There’s Baby Barf Everywhere!

Updated: Mar 9, 2019


Put your SARS face mask on if you want to come in our house because everyone’s sick except mom and even my days might be numbered!


Crosley has no appetite, she’s not even asking for freeze yogurt so obviously she’s caught some kind of bug.


And Blythe woke up in a pile of her own vomit. VOMIT! I’m running around trying to get out the door and now I’ve gotta bathe a child too?? No time to clean up this murder scene. Or maybe she was finger painting with her own acidic bile? She’s an abstract artist down-cycling her crib. Either way, curds of yesterday’s dinner are crusted into what little hair she has and now I feel sick too.


Feel better little one! Or learn to talk so you can tell me what you need...

I drop the kids off at daycare and it’s no longer my problem. For now.


At work I get texts from Blake he’s going home early. When I get home I find him sprawled on the couch looking like death (sorry Blake but it’s true). Men don’t handle sickness well, this isn’t new information. The girls are running this show and they’ve decided to play with ALL the toys.


Blythe’s in Crosley’s room and I hear a loud disgusting retch, I race down the hall and find my second born stunned by what just came out of her. She has no idea why this is happening; she gives me a look like she’s sorry; she didn’t mean it; and whatever it is, there’s going to be more. I scoop her up and run her to the bathroom. We’re. Almost. There. And baaaaarf all over the bathroom door, tile, carpet, my arm. As if I needed commentary, Crosley yells “ew that’s gross, it’s all over the carpet, Blythee, you gotta do that in the potty, I’m gonna tell dad!” Yeah you do that...make sure he’s still alive.

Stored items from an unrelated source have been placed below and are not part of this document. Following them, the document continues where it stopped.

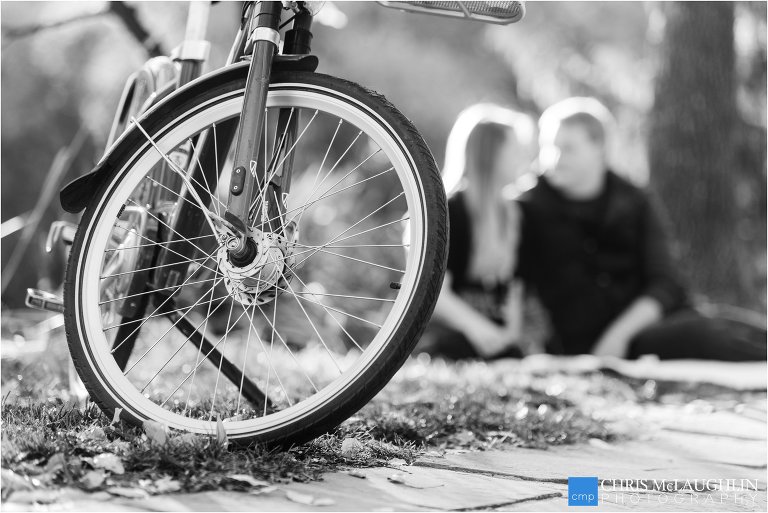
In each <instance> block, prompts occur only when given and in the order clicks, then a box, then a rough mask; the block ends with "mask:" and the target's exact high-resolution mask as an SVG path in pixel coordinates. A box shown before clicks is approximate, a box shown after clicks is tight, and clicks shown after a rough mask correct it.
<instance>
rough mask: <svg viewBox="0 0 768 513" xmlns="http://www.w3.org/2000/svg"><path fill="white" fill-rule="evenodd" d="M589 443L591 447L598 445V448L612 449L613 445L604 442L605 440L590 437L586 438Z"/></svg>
mask: <svg viewBox="0 0 768 513" xmlns="http://www.w3.org/2000/svg"><path fill="white" fill-rule="evenodd" d="M588 442H589V445H591V446H593V447H599V448H600V449H612V448H613V447H612V446H611V444H609V443H608V442H606V441H605V440H600V439H599V438H590V439H589V440H588Z"/></svg>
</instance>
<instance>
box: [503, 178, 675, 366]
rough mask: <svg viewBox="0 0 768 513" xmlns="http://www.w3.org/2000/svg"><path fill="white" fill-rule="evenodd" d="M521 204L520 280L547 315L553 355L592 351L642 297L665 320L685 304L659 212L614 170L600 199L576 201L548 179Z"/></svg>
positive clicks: (517, 268) (538, 181) (539, 185)
mask: <svg viewBox="0 0 768 513" xmlns="http://www.w3.org/2000/svg"><path fill="white" fill-rule="evenodd" d="M519 204H520V207H521V211H522V233H521V239H520V247H519V263H518V268H517V272H516V274H517V275H518V276H519V277H521V278H522V279H523V281H524V282H525V284H526V286H527V288H528V289H529V290H532V291H534V292H535V293H536V294H537V295H538V297H539V299H540V301H541V303H542V305H543V306H544V308H545V309H546V310H547V312H548V313H549V316H550V320H551V323H552V328H553V337H552V339H551V340H550V341H549V343H548V351H551V352H562V353H565V354H580V353H588V352H589V351H590V350H591V348H592V347H593V346H594V344H595V343H596V342H597V340H598V339H599V337H600V335H601V334H602V333H603V331H604V330H605V329H606V328H607V327H608V326H609V325H610V323H611V322H612V321H613V320H614V319H615V318H616V317H617V316H618V315H619V314H621V312H622V311H624V309H625V308H627V306H629V305H630V304H631V303H632V302H633V301H634V300H635V299H637V298H638V297H640V296H650V297H652V298H655V299H657V300H658V301H659V303H661V305H662V308H663V311H664V313H665V314H668V313H670V312H672V311H674V310H677V309H679V308H681V307H683V306H685V305H686V303H687V298H686V293H685V289H684V288H683V286H682V285H681V280H680V278H679V277H678V274H677V272H676V270H675V268H674V264H673V259H672V256H671V251H670V246H669V242H668V239H667V234H666V230H665V228H664V227H663V225H662V221H661V218H660V215H659V211H658V207H657V206H655V202H654V201H653V200H652V199H651V196H650V195H649V194H647V193H646V192H645V191H643V190H642V189H640V188H638V187H636V186H634V185H632V184H630V183H629V182H628V181H626V180H625V179H623V178H621V177H619V176H618V175H616V174H615V173H614V172H612V171H608V172H607V174H606V179H605V184H604V187H603V190H602V192H601V193H600V195H599V196H598V197H597V198H595V199H592V200H587V201H575V200H570V199H568V198H566V197H565V196H563V195H562V194H561V193H560V192H559V191H558V190H557V189H555V188H554V187H552V185H550V184H549V183H548V182H547V180H546V175H545V176H543V177H540V178H539V180H538V183H537V184H536V185H535V186H534V187H533V188H532V189H530V190H528V191H526V192H525V193H523V194H522V195H521V197H520V199H519Z"/></svg>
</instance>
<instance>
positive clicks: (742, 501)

What's sadder than sick kids?

I undress Blythe, poor baby, and throw her in the tub, remove my shirt and start cleaning.

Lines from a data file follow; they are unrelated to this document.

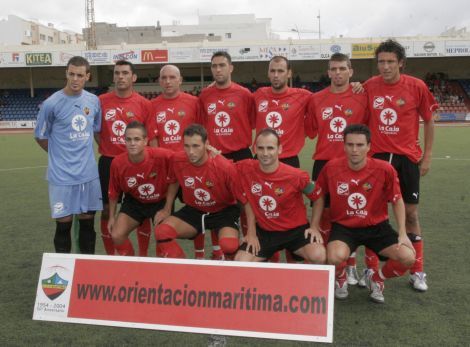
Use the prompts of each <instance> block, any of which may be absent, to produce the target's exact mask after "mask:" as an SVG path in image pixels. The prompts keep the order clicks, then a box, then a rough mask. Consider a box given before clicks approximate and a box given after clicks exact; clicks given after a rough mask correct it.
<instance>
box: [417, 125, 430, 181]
mask: <svg viewBox="0 0 470 347" xmlns="http://www.w3.org/2000/svg"><path fill="white" fill-rule="evenodd" d="M423 130H424V152H423V157H422V158H421V160H420V163H419V170H420V174H421V176H424V175H426V174H427V173H428V171H429V169H430V168H431V157H432V145H433V143H434V118H433V117H431V119H429V120H427V121H424V127H423Z"/></svg>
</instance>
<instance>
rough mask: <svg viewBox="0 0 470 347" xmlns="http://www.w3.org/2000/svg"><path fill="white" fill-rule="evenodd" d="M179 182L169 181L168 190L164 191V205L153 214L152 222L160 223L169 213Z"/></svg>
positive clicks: (164, 218)
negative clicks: (152, 219)
mask: <svg viewBox="0 0 470 347" xmlns="http://www.w3.org/2000/svg"><path fill="white" fill-rule="evenodd" d="M178 188H179V184H178V183H177V182H176V183H171V184H170V185H169V186H168V190H167V192H166V201H165V206H163V208H162V209H161V210H159V211H157V213H156V214H155V217H154V218H153V222H154V223H155V224H160V223H161V222H163V220H164V219H165V218H167V217H169V216H170V215H171V209H172V208H173V203H174V202H175V198H176V194H178Z"/></svg>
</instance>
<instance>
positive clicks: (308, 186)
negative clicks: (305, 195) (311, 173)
mask: <svg viewBox="0 0 470 347" xmlns="http://www.w3.org/2000/svg"><path fill="white" fill-rule="evenodd" d="M314 189H315V183H314V182H312V181H310V182H309V183H308V184H307V185H306V186H305V188H304V189H303V190H302V193H304V194H305V195H309V194H312V192H313V190H314Z"/></svg>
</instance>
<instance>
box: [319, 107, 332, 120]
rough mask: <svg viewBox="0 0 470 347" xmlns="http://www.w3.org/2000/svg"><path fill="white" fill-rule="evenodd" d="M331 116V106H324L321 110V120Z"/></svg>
mask: <svg viewBox="0 0 470 347" xmlns="http://www.w3.org/2000/svg"><path fill="white" fill-rule="evenodd" d="M331 116H333V107H325V108H323V109H322V110H321V118H322V120H326V119H328V118H330V117H331Z"/></svg>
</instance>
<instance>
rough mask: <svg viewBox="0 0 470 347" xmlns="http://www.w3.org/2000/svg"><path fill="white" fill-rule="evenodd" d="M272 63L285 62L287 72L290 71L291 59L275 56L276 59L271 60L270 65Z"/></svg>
mask: <svg viewBox="0 0 470 347" xmlns="http://www.w3.org/2000/svg"><path fill="white" fill-rule="evenodd" d="M272 61H273V62H275V63H279V62H281V61H284V62H286V66H287V70H290V62H289V59H287V58H286V57H283V56H282V55H275V56H274V57H272V58H271V60H270V61H269V64H271V62H272Z"/></svg>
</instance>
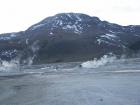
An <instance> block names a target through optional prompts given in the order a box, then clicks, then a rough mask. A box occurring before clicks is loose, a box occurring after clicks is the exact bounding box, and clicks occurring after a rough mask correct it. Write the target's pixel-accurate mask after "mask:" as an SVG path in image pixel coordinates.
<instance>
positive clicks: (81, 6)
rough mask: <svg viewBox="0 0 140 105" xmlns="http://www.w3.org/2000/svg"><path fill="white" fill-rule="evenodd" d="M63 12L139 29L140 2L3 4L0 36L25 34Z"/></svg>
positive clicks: (57, 0) (4, 1) (19, 0)
mask: <svg viewBox="0 0 140 105" xmlns="http://www.w3.org/2000/svg"><path fill="white" fill-rule="evenodd" d="M63 12H75V13H85V14H88V15H90V16H97V17H99V18H100V19H101V20H107V21H109V22H113V23H118V24H121V25H130V24H133V25H138V24H139V25H140V0H0V33H7V32H16V31H22V30H25V29H27V28H28V27H29V26H31V25H33V24H35V23H37V22H39V21H41V20H42V19H44V18H46V17H48V16H52V15H55V14H57V13H63Z"/></svg>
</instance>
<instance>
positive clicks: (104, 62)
mask: <svg viewBox="0 0 140 105" xmlns="http://www.w3.org/2000/svg"><path fill="white" fill-rule="evenodd" d="M116 59H117V58H116V56H110V55H104V56H103V57H102V58H100V59H98V60H97V59H94V60H92V61H87V62H83V63H82V64H81V66H82V67H84V68H98V67H100V66H103V65H105V64H107V63H112V62H113V61H114V60H116Z"/></svg>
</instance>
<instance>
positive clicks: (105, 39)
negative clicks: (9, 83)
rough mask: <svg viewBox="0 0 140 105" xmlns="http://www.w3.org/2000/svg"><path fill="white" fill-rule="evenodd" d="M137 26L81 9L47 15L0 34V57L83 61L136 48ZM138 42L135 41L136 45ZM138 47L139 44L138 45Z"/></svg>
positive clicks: (22, 61) (124, 53) (131, 52)
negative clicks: (117, 22)
mask: <svg viewBox="0 0 140 105" xmlns="http://www.w3.org/2000/svg"><path fill="white" fill-rule="evenodd" d="M139 41H140V26H139V25H130V26H121V25H118V24H113V23H109V22H107V21H101V20H100V19H99V18H98V17H91V16H88V15H85V14H81V13H61V14H56V15H55V16H52V17H47V18H45V19H44V20H42V21H40V22H39V23H37V24H34V25H32V26H31V27H29V28H28V29H27V30H25V31H22V32H17V33H7V34H1V35H0V58H1V59H2V60H11V59H13V58H15V57H19V58H20V60H21V62H23V63H24V61H25V60H27V59H28V58H32V59H34V62H35V63H50V62H51V63H52V62H69V61H84V60H91V59H93V58H99V57H101V56H103V55H105V54H108V53H113V54H115V55H117V56H120V55H122V54H126V55H128V54H130V53H132V52H133V51H134V52H135V50H137V48H135V43H137V42H139ZM137 46H139V43H138V45H137ZM138 50H139V48H138Z"/></svg>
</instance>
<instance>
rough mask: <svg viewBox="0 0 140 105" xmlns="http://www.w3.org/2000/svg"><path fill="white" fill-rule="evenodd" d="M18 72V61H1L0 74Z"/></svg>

Cros comes back and I ask her if she’s sick too “I threw up at Gram’s house.” “Yes, on Saturday, I know, but do you feel sick now?” “I threw up in a napkin.” “Also true, but how does your tummy feel right now?” “I feel like a pumpkin pie.”

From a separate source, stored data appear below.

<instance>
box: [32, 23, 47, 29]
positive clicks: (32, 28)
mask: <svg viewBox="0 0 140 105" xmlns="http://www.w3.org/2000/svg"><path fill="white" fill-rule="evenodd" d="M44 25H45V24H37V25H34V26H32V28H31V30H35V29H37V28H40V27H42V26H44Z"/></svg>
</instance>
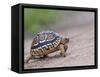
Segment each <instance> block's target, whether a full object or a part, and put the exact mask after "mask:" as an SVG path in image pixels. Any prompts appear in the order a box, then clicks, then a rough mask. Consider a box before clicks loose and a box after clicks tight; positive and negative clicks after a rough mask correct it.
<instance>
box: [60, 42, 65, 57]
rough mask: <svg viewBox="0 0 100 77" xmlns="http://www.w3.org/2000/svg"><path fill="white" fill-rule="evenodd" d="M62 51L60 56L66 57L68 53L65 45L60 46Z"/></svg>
mask: <svg viewBox="0 0 100 77" xmlns="http://www.w3.org/2000/svg"><path fill="white" fill-rule="evenodd" d="M60 51H61V53H60V55H61V56H63V57H66V54H65V52H66V51H65V47H64V45H63V44H61V45H60Z"/></svg>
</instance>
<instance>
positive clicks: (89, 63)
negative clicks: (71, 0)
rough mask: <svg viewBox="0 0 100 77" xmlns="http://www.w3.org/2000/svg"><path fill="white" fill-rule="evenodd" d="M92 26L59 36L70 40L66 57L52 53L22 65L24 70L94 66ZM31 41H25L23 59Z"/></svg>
mask: <svg viewBox="0 0 100 77" xmlns="http://www.w3.org/2000/svg"><path fill="white" fill-rule="evenodd" d="M93 29H94V28H93V25H91V24H89V26H86V25H84V27H83V28H76V29H70V30H69V31H67V32H68V33H67V35H65V33H66V31H63V32H62V33H61V34H62V35H63V36H65V37H66V36H67V37H69V38H70V42H69V45H68V46H69V48H68V50H67V52H66V55H67V56H66V57H61V56H60V55H59V51H58V52H55V53H52V54H50V55H49V57H47V58H45V59H37V60H36V59H35V60H34V59H33V60H30V62H29V63H28V64H25V65H24V68H25V69H35V68H50V67H68V66H83V65H94V42H93V40H94V34H93V33H94V32H93V31H94V30H93ZM31 41H32V39H28V40H25V53H24V54H25V57H26V56H27V54H29V50H30V45H31Z"/></svg>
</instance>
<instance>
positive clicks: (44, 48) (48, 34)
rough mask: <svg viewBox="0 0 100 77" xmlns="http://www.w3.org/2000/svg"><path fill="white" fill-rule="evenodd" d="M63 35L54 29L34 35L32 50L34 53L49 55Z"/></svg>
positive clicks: (32, 45)
mask: <svg viewBox="0 0 100 77" xmlns="http://www.w3.org/2000/svg"><path fill="white" fill-rule="evenodd" d="M61 39H62V37H61V36H60V35H59V34H58V33H56V32H53V31H43V32H40V33H37V34H35V35H34V36H33V42H32V45H31V51H32V52H33V53H34V55H36V56H39V55H47V54H49V53H51V52H54V51H53V50H54V49H55V48H56V47H57V46H58V45H59V43H60V41H61Z"/></svg>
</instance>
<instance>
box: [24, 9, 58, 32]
mask: <svg viewBox="0 0 100 77" xmlns="http://www.w3.org/2000/svg"><path fill="white" fill-rule="evenodd" d="M57 15H58V12H57V11H54V10H47V9H30V8H26V9H24V25H25V30H26V31H28V32H38V31H39V30H41V29H43V27H49V26H50V25H51V24H53V23H55V22H56V19H57Z"/></svg>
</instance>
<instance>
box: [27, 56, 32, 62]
mask: <svg viewBox="0 0 100 77" xmlns="http://www.w3.org/2000/svg"><path fill="white" fill-rule="evenodd" d="M31 58H32V55H28V56H27V57H26V59H25V63H28V62H29V60H30V59H31Z"/></svg>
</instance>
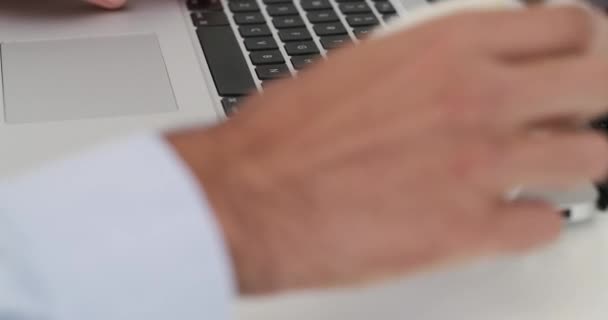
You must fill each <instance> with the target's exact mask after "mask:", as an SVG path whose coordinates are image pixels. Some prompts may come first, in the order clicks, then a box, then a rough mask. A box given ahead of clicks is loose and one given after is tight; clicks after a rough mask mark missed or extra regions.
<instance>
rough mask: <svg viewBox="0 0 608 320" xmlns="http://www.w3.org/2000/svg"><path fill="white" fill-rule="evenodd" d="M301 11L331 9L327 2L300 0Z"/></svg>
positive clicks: (325, 0) (330, 5)
mask: <svg viewBox="0 0 608 320" xmlns="http://www.w3.org/2000/svg"><path fill="white" fill-rule="evenodd" d="M300 5H301V6H302V9H304V10H306V11H309V10H327V9H331V8H332V6H331V3H329V1H328V0H300Z"/></svg>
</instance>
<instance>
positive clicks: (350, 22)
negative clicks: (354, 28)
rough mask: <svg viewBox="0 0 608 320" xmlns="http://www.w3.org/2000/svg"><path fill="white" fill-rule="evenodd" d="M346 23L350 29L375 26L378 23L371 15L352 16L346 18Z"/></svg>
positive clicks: (363, 14)
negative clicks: (347, 22)
mask: <svg viewBox="0 0 608 320" xmlns="http://www.w3.org/2000/svg"><path fill="white" fill-rule="evenodd" d="M346 21H347V22H348V24H349V25H350V26H351V27H364V26H375V25H377V24H378V23H379V22H378V19H377V18H376V16H374V15H373V14H372V13H363V14H353V15H350V16H347V17H346Z"/></svg>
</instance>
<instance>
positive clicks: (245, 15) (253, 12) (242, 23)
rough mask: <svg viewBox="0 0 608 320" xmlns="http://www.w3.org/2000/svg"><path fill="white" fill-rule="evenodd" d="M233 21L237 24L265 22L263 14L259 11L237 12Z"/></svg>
mask: <svg viewBox="0 0 608 320" xmlns="http://www.w3.org/2000/svg"><path fill="white" fill-rule="evenodd" d="M234 21H235V22H236V23H237V24H240V25H243V24H260V23H265V22H266V20H265V19H264V16H263V15H262V14H261V13H259V12H246V13H237V14H235V15H234Z"/></svg>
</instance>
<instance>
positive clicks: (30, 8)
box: [0, 0, 603, 217]
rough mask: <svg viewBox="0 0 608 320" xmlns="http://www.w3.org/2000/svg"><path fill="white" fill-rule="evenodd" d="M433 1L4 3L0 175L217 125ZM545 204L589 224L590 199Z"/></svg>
mask: <svg viewBox="0 0 608 320" xmlns="http://www.w3.org/2000/svg"><path fill="white" fill-rule="evenodd" d="M433 2H438V1H436V0H435V1H432V0H130V2H129V5H128V6H127V7H126V8H125V9H124V10H120V11H116V12H104V11H101V10H98V9H95V8H93V7H92V6H90V5H88V4H85V3H83V1H81V0H52V1H36V0H3V1H2V3H1V4H0V61H1V73H2V74H1V75H2V77H1V82H2V87H1V88H2V90H0V96H1V97H2V99H0V104H1V108H2V111H3V112H0V149H1V150H2V160H1V161H0V177H1V176H9V175H13V174H18V173H21V172H23V171H24V170H27V169H28V168H31V167H33V166H36V165H38V164H41V163H43V162H45V161H47V160H50V159H53V158H56V157H59V156H61V155H63V154H65V153H68V152H74V151H77V150H79V149H80V148H83V147H87V146H89V145H91V144H93V143H97V142H100V141H103V140H106V139H110V138H113V137H115V136H119V135H124V134H128V133H130V132H133V131H139V130H142V129H160V130H164V129H169V128H172V127H176V126H187V125H191V124H208V123H215V122H218V121H225V120H227V119H228V118H229V117H230V116H231V115H233V114H235V112H238V109H239V106H240V104H241V103H242V102H243V100H244V99H246V97H247V96H250V95H252V94H256V93H257V92H261V91H263V90H264V87H265V86H266V85H268V84H269V83H271V82H273V81H279V80H280V79H284V78H286V77H293V76H297V73H298V72H299V71H300V70H303V69H305V68H307V67H308V66H309V65H310V64H311V63H313V62H314V61H317V60H318V59H326V58H327V57H326V55H327V53H328V52H330V51H332V50H335V49H336V48H339V47H341V46H342V45H344V44H346V43H352V42H354V43H357V42H358V41H360V40H361V39H364V38H365V37H367V36H370V32H372V31H373V30H378V29H381V28H387V26H388V24H389V22H390V21H391V20H392V19H395V18H397V17H399V16H405V15H407V13H408V11H411V10H413V9H415V8H420V7H423V6H428V5H435V4H433ZM442 2H443V1H442ZM371 63H373V62H371ZM286 107H288V106H286ZM599 126H600V127H601V124H600V125H599ZM602 190H603V189H602ZM549 196H551V197H553V198H554V199H555V200H556V201H557V202H559V203H561V204H565V205H567V206H570V205H571V204H583V206H584V208H582V207H581V208H582V209H581V210H582V211H584V214H583V215H584V216H585V217H586V216H587V215H588V212H589V206H590V205H591V206H592V207H595V204H596V201H598V189H597V188H595V187H594V186H593V185H591V184H590V185H588V186H585V187H584V188H582V189H577V190H576V192H570V193H568V194H565V195H563V194H559V195H557V196H556V195H549ZM600 202H601V201H600ZM602 203H603V202H602ZM577 208H578V207H577ZM577 210H578V209H576V210H574V211H572V210H565V211H564V214H565V215H567V216H578V215H579V213H578V211H577ZM579 211H580V210H579ZM582 211H581V212H582Z"/></svg>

I don’t know what to do with that information so I get back to the job at hand: getting sopitas and zanahorias out of my carpet.


I start a load of laundry that smells worse than Blake’s workout gear (dry crusty morning vomit and fresh nasty too). No matter what I do I can’t seem to kick this smell. Like it’s following me.


At dinner Miss Pumpkin Pie eats some noodles and Blythe is signing she wants some. I give her a few bites and bleeeeeeeeh again.


Blythe, you’re done! No. She’s not. New smell. She’s got that diarrhear (I heard an Arky say they had that diarrhear once and decided it’s my favorite thing to say). I change that near-blowout, slap her bottom with diaper rash cream and lay her down. Took her all of two minutes to pass out. This room still smells like vomit but I just can’t deal with that right now.


Please no more stinky liquid. Not out your bottom, not anywhere!

I read Cros a story and she says a sweet prayer for “sister, Brent, Uncle Brandon, and Brent”. “Still feel like a pumpkin pie?” “I feel like sunshine.” “Good, I love you.” and I’m done.


Except I’m not. There’s a barf bib sitting in the sink, toys all over the house, and a husband still dying on the couch.


Plus I’m hungry and still not wearing a shirt and I’m pretty sure there’s baby barf under my fingernails. Yep, that’s exactly what it is.


Looks like I won’t be running tonight.